La presse majoritairement dénonce l'identité d'hypocrisie du système bancaire - qui se prétend insopçonnable avec une prétendue "meilleure régulation possible" - et d'une justice acquise aux institutions "insoupçonnables", comme le système bancaire. Il y a là comme une collusion de puissances fort désagréable pour ceux qui la subissent.

La solitude de Libération parmi ses concurrents de presse rend plus évidente sa collusion avec les groupes de pression qui mènent la faillite de la France. Ce quotidien presque illisible, est pourri du libéralisme le plus imbécile, qu'il croit tempérer par une servilité désespérante à toutes les puissances d'argent, dissolvantes et socialistes. On note l'identité de ton de la position exprimée par Libération avec celle de Michel Sapin, socialiste.

On note que la revue de presse du Nouvel Obs' a exclu les positions du Figaro et du Monde. Il ne rapporte pas non plus d'ailleurs sa propre réaction. Le Figaro donnait la parole, dès hier à un ancien "Dir' Comm'" de la Société Générale qui ne trouvait pas assez de mots pour hurler son mépris à l'encontre de Jérôme Kerviel («Ce qu'a fait Jérôme Kerviel est monstrueux»). On peine à imaginer que cette position ne soit pas celle du Figaro.

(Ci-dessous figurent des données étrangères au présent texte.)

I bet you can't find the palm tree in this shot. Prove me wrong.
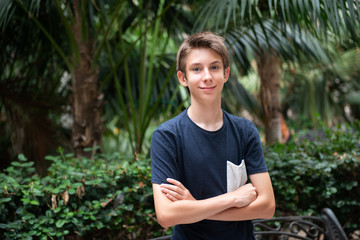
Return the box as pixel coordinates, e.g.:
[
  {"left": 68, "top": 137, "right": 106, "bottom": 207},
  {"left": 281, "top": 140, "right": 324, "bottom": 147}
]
[
  {"left": 196, "top": 0, "right": 360, "bottom": 143},
  {"left": 0, "top": 0, "right": 191, "bottom": 161}
]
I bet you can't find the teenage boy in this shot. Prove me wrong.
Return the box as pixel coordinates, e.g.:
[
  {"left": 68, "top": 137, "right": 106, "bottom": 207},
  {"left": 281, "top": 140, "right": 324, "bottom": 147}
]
[{"left": 151, "top": 32, "right": 275, "bottom": 240}]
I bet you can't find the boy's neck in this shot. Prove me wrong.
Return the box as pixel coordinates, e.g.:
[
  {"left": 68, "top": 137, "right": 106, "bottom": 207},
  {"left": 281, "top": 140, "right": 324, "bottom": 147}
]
[{"left": 187, "top": 104, "right": 224, "bottom": 131}]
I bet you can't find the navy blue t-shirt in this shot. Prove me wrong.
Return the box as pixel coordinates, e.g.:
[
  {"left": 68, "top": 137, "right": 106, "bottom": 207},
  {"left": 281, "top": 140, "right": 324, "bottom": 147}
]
[{"left": 150, "top": 110, "right": 268, "bottom": 240}]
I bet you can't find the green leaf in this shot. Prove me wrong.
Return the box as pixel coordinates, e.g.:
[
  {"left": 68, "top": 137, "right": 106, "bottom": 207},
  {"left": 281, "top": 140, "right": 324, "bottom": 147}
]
[
  {"left": 18, "top": 153, "right": 27, "bottom": 162},
  {"left": 55, "top": 219, "right": 66, "bottom": 228},
  {"left": 30, "top": 200, "right": 40, "bottom": 206}
]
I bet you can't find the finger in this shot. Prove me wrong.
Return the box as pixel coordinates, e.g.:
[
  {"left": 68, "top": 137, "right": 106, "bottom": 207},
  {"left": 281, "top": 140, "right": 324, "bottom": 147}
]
[
  {"left": 161, "top": 183, "right": 182, "bottom": 192},
  {"left": 161, "top": 188, "right": 183, "bottom": 200},
  {"left": 166, "top": 178, "right": 185, "bottom": 190},
  {"left": 166, "top": 193, "right": 179, "bottom": 202}
]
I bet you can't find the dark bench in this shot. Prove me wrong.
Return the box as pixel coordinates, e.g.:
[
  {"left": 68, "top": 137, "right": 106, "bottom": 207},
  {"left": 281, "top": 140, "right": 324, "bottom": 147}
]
[{"left": 150, "top": 208, "right": 348, "bottom": 240}]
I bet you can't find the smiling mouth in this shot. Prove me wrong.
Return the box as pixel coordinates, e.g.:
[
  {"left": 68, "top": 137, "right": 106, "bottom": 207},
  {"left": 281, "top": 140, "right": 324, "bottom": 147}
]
[{"left": 200, "top": 86, "right": 215, "bottom": 90}]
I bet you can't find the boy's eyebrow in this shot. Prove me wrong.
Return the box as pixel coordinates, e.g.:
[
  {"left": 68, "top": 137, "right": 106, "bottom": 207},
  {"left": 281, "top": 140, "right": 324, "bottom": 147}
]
[{"left": 189, "top": 60, "right": 221, "bottom": 66}]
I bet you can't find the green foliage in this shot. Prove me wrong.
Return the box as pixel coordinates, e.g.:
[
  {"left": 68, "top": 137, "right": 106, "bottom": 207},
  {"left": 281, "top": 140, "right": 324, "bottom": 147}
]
[
  {"left": 264, "top": 125, "right": 360, "bottom": 235},
  {"left": 0, "top": 125, "right": 360, "bottom": 239},
  {"left": 0, "top": 151, "right": 169, "bottom": 239}
]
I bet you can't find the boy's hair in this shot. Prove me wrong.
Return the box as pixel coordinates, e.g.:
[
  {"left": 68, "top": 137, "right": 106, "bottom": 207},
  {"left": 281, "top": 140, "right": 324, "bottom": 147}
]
[{"left": 176, "top": 32, "right": 229, "bottom": 75}]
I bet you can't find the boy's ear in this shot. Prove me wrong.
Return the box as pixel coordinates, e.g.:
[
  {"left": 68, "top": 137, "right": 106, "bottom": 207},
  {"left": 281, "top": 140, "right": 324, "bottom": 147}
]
[
  {"left": 177, "top": 71, "right": 188, "bottom": 87},
  {"left": 224, "top": 67, "right": 230, "bottom": 82}
]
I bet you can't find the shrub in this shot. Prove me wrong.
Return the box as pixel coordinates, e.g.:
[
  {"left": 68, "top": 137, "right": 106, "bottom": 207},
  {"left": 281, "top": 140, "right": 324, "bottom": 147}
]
[
  {"left": 0, "top": 123, "right": 360, "bottom": 239},
  {"left": 264, "top": 123, "right": 360, "bottom": 233},
  {"left": 0, "top": 151, "right": 169, "bottom": 239}
]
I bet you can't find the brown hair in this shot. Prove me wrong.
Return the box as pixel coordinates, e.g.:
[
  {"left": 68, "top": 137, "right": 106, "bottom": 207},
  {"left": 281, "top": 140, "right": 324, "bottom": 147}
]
[{"left": 176, "top": 32, "right": 229, "bottom": 75}]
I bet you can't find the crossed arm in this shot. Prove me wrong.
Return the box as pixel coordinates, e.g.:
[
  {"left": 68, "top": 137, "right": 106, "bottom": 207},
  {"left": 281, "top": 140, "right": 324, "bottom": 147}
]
[{"left": 153, "top": 172, "right": 275, "bottom": 227}]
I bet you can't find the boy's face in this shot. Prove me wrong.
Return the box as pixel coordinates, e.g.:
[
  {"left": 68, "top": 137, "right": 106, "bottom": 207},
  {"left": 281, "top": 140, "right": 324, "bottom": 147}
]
[{"left": 177, "top": 48, "right": 230, "bottom": 102}]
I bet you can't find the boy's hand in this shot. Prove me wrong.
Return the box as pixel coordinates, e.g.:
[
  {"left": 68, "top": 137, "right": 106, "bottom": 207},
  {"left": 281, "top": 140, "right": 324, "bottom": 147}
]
[
  {"left": 160, "top": 178, "right": 196, "bottom": 202},
  {"left": 228, "top": 183, "right": 257, "bottom": 208}
]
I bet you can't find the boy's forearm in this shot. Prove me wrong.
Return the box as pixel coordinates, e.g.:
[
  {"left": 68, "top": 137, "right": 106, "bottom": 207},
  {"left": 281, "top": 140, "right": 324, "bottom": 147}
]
[
  {"left": 157, "top": 194, "right": 232, "bottom": 227},
  {"left": 207, "top": 194, "right": 275, "bottom": 221},
  {"left": 153, "top": 184, "right": 250, "bottom": 227}
]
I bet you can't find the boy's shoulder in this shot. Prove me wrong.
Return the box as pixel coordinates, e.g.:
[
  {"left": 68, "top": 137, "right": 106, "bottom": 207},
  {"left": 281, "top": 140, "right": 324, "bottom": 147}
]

Il est difficile de trouver une peinture plus désespérante de la société dans laquelle nous vivons.

On note la réaction de Didier Louis, dans le Courrier Picard, qui dénonce un jugement "d'une froideur, d'une lourdeur totale, (d'une absence d') une once d'humanité.". Le public partage probablement cet avis. Le sentiment d'une perte de confiance dans le système judiciaire est de plus en plus étendu dans la société française. Le système politique est pratiquement disqualifié. Le système économique est largement désavoué par sa financiarisation et son immoralité. La population miséreuse s'accroît aussi vite que la richesse d'une immorale minorité. Et cette population se sent aussi lourdement condamnée par la Police, la politique et l'économie que Jérôme Kerviel par la justice acquise aux intérêts de la Société Générale.

Les causes d'une révolution violente sont donc maintenant bien établies. Reste comme seul inconnu le retard dans son éclatement.